Peripheral injury increases excitability of the central nervous system. Within the dorsal horn, stimulation of peripheral pain fibres causes increased activity with prolonged periods of discharge, so that patients continue to feel pain long after the physical cause of the pain has healed. The dorsal horn cells develop increased sensitivity to afferent impulses. As a result, the patient experiences pain and tenderness that is disproportionate to the evidence of peripheral tissue damage, giving rise to the phenomena of hyperpathia and allodynia. The dorsal horn receptor fields may expand so that pain is felt over a much wider area than the damage to pain fibres would predict.12
This mechanism within the dorsal horn helps to explain why many people experience increased sensitivity to minor stimulation and pain that is persistent, disproportionate to the degree of tissue damage, and widespread. This type of pain is usually identified by comparison with the normal contralateral limb. However, if the syndrome affects both lower limbs, the diagnosis is difficult and clinical acumen is paramount.
We are now beginning to study central perception of back pain within the brain itself. Studies of patients with atypical facial pain in whom no specific cause or abnormality can be identified have shown abnormal activation of the cingulate region of the brain,13 and similar studies are currently ongoing in patients with chronic back problems. Altered central neuromodulation within the brain and spinal cord provide a mechanism for integrating physical and psychological influences and are likely to be directly relevant to the altered prognosis associated with psychological disorders.

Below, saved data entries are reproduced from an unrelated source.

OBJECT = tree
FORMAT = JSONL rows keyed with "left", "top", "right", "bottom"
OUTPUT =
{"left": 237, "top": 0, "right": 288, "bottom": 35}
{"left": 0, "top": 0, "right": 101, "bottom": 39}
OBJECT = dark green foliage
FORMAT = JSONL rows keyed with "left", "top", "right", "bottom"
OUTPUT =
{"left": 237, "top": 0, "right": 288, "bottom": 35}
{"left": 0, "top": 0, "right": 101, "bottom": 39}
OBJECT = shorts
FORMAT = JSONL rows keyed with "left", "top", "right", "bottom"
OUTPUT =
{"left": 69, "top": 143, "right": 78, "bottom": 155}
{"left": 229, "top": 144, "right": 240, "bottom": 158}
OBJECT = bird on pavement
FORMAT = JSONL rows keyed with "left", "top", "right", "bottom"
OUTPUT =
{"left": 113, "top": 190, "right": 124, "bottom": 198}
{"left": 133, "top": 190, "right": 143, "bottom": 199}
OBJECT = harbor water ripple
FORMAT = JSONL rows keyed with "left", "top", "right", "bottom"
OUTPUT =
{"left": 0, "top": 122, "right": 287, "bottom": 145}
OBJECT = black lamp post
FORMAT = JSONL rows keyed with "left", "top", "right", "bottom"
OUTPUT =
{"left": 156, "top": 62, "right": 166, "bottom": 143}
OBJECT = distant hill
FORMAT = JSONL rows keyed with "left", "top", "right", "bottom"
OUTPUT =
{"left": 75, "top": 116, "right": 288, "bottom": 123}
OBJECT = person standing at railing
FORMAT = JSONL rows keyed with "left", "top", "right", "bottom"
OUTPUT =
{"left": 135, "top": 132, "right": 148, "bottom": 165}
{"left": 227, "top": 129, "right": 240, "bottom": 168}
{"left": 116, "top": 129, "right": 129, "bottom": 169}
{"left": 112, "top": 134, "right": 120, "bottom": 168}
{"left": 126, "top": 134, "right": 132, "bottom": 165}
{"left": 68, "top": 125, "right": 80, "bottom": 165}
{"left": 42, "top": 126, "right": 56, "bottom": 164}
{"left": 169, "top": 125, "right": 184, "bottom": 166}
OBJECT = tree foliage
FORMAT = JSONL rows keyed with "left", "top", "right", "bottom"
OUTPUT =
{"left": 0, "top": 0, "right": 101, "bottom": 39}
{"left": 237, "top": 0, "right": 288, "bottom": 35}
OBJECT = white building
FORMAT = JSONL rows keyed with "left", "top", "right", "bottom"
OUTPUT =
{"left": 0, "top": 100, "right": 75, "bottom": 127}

The assessment of chronic back problems is changing rapidly. Patients should have a careful assessment for specific lesions causing pain. In some this may include intravenous enhanced computerised tomography or magnetic resonance imaging to identify vascular problems. A careful clinical history and examination, supplemented by psychological screens for depression and abnormal somatic perception as well as a pain drawing, will identify the patients in whom psychological influences and central neuromodulation should be considered. We now realise that, for many patients, chronic back pain is not the same as acute back pain lasting longer.